£5 million extra funding helps Imperial College Healthcare boost capacity for this winter

Imperial College Healthcare NHS Trust is set to begin building works to create an extra 50 inpatient beds this winter.

The works have been made possible with £5 million of additional capital funding announced by the Secretary of State for Health on 7 September. Nationally, £145 million from the Department of Health and Social Care’s existing budget has been allocated to 81 new schemes to improve emergency care ahead of winter.

The Trust’s 50 additional beds will be spread across its Charing Cross, Hammersmith and St Mary’s hospitals.

The extra capacity will support the Trust’s wider urgent and emergency care improvement programme.

Over the past 18 months, the Trust has:

• expanded ambulatory emergency care services, enabling hundreds of patients to get the care they need without being admitted or even attending A&E;

• redeveloped the A&E department at St Mary’s Hospital;

• begun roll out of national best practice for wards;

• begun redevelopment of the A&E department at Charing Cross Hospital.

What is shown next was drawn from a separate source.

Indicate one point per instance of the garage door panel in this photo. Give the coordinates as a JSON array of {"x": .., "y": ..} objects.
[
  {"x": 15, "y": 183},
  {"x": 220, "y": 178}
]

The latest phase of the improvement programme has just begun, with a care journey and capacity collaborative focusing on managing our beds more efficiently, including using a new ‘real-time’ monitoring system, and putting in more resource to help patients get all of the support they need to be discharged promptly after they have had inpatient treatment.

Professor Tim Orchard, chief executive of Imperial College Healthcare NHS Trust, said: “Our urgent and emergency care improvement programme has delivered significant benefits for patients and enabled us to respond to a continuing increase in urgent admissions as well as problems with our ageing estate.

“We’re now gearing up for another, really focused effort over the next three months to ensure we have the ways of working and capacity in place to continue to provide high quality care throughout the coming winter.

“This will mean not only better care for urgent and emergency patients but also fewer cancelled operations and a much better experience for all of our staff.”